You can also use type subclassing to alter the way built-in types behave; a list subclass could map indexes 1..N to built-in indexes 0..N-1, for instance:

# map 1..N to 0..N-1, by calling back to built-in version

class MyList(list):
    def _ _getitem_ _(self, offset):
        print '(indexing %s at %s)' % (self, offset)
        return list._ _getitem_ _(self, offset - 1)

if _ _name_ _ == '_ _main_ _':
    print list('abc')
    x = MyList('abc')               # _ _init_ _ inherited from list
    print x                         # _ _repr_ _ inherited from list
    print x[1]                      # MyList._ _getitem_ _
    print x[3]                      # customizes list superclass method
    x.append('spam'); print x       # attributes from list superclass
    x.reverse( );      print x

% python typesubclass.py
['a', 'b', 'c']
['a', 'b', 'c']
(indexing ['a', 'b', 'c'] at 1)
a
(indexing ['a', 'b', 'c'] at 3)
c
['a', 'b', 'c', 'spam']
['spam', 'c', 'b', 'a']

This works, but it is probably not a good idea in general. It would likely confuse its usersthey will expect Python's standard 0..N-1 indexing, unless they are familiar with the custom class. As a rule of thumb, type subclasses should probably adhere to the interface of the built-in types they customize.

The New Built-In Set Datatype

Python has a way of conspiring to make my book examples obsolete over time. Beginning in version 2.4, the language sprouted a new built-in set datatype, which implements much of the set functionality that we coded in the set examples of this chapter (and more). It is implemented with some of the same algorithms we used, but it is available on all Pythons today.

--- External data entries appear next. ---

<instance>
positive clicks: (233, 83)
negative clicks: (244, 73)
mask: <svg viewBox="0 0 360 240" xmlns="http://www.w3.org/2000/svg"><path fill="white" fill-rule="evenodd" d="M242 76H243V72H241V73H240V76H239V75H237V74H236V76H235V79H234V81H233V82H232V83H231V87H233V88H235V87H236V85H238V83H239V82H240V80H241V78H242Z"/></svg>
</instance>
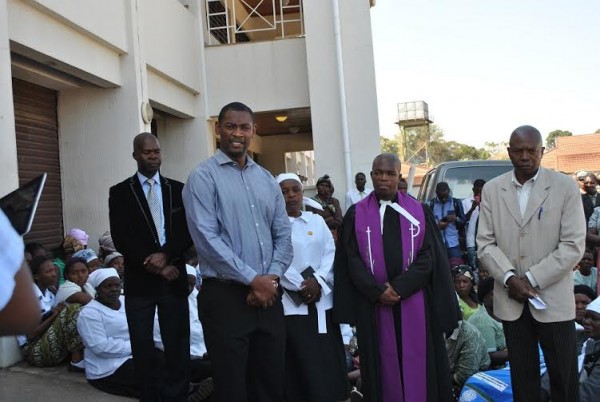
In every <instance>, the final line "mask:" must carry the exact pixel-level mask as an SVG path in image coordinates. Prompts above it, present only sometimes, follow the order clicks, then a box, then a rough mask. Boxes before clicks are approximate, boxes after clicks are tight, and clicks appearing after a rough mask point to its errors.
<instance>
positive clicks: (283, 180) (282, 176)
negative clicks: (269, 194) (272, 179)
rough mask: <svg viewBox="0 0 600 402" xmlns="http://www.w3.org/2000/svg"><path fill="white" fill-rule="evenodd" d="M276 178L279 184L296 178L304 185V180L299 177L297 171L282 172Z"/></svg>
mask: <svg viewBox="0 0 600 402" xmlns="http://www.w3.org/2000/svg"><path fill="white" fill-rule="evenodd" d="M276 180H277V183H279V184H281V182H282V181H284V180H295V181H297V182H298V183H300V186H302V180H300V177H298V175H297V174H295V173H282V174H280V175H279V176H277V179H276Z"/></svg>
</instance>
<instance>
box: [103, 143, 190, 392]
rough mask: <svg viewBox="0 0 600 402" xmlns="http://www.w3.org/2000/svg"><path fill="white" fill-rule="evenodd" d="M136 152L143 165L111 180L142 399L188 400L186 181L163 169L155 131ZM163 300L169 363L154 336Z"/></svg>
mask: <svg viewBox="0 0 600 402" xmlns="http://www.w3.org/2000/svg"><path fill="white" fill-rule="evenodd" d="M133 159H135V161H136V162H137V166H138V171H137V173H136V174H134V175H133V177H130V178H128V179H126V180H125V181H123V182H121V183H119V184H117V185H115V186H113V187H111V189H110V195H109V200H108V204H109V214H110V231H111V234H112V238H113V242H114V244H115V247H116V248H117V250H119V252H121V253H122V254H123V256H124V257H125V264H126V268H125V310H126V313H127V323H128V325H129V334H130V336H131V351H132V354H133V359H134V363H135V370H136V374H137V377H138V379H139V381H140V388H141V398H140V400H141V401H185V400H187V394H188V387H189V355H190V354H189V353H190V352H189V348H190V345H189V334H190V328H189V316H188V302H187V282H186V271H185V261H184V259H183V258H182V254H183V252H184V251H185V250H186V249H187V248H189V247H190V246H191V245H192V241H191V238H190V235H189V233H188V229H187V223H186V219H185V211H184V208H183V202H182V200H181V191H182V189H183V183H180V182H178V181H175V180H171V179H167V178H166V177H164V176H162V175H160V173H159V169H160V165H161V153H160V145H159V143H158V139H157V138H156V137H155V136H154V135H153V134H151V133H141V134H139V135H137V136H136V137H135V138H134V140H133ZM157 307H158V320H159V323H160V330H161V337H162V340H163V344H164V346H165V353H164V365H162V364H159V361H158V359H159V356H158V355H157V353H156V350H155V348H154V341H153V336H152V331H153V323H154V314H155V311H156V309H157ZM158 367H164V372H159V369H158Z"/></svg>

Built-in set usage is straightforward: set objects are created by calling the new built-in set function, passing in an iterable/sequence for the initial components of the set (sets are also available in 2.3, but the set creation call must be imported from a module):

>>> x = set('abcde')
>>> y = set('bdxyz')
>>> x
set(['a', 'c', 'b', 'e', 'd'])

>>> 'e' in x                            # membership
True
>>> x - y                               # difference
set(['a', 'c', 'e'])
>>> x | y                               # union
set(['a', 'c', 'b', 'e', 'd', 'y', 'x', 'z'])
>>> x & y                               # intersection
set(['b', 'd'])

Interestingly, just like the dictionary-based optimized set we coded, built-in sets are unordered and require that all set components be hashable (immutable). In fact, their current implementation is based on wrapped dictionaries. Making a set with a dictionary of items works, but only because set uses the dictionary iterator, which returns the next key on each iteration (it ignores key values):

>>> x = set(['spam', 'ham', 'eggs'])   # list of immutables
>>> x
set(['eggs', 'ham', 'spam'])

>>> x = set([['spam', 'ham'], ['eggs']])
Traceback (most recent call last):
  File "<pyshell#30>", line 1, in -toplevel-
    x = set([['spam', 'ham'], ['eggs']])
TypeError: list objects are unhashable

>>> x = set({'spam':[1, 1], 'ham': [2, 2], 'eggs':[3, 3]})
>>> x
set(['eggs', 'ham', 'spam'])

Built-in sets also support operations such as superset testing, and they come in two flavors: mutable and frozen (and thus hashable, for sets of sets). For more details, see the set type in the built-in types section of the Python library manual.

The set examples in this chapter are still useful as demonstrations of general data structure coding techniques, but they are not strictly required for set functionality in Python today. In fact, this is how Python tends to evolve over time: operations that are coded manually often enough wind up becoming built-in tools. I can't predict Python evolution, of course, but with any luck at all, the 10th edition of this book might be just a pamphlet.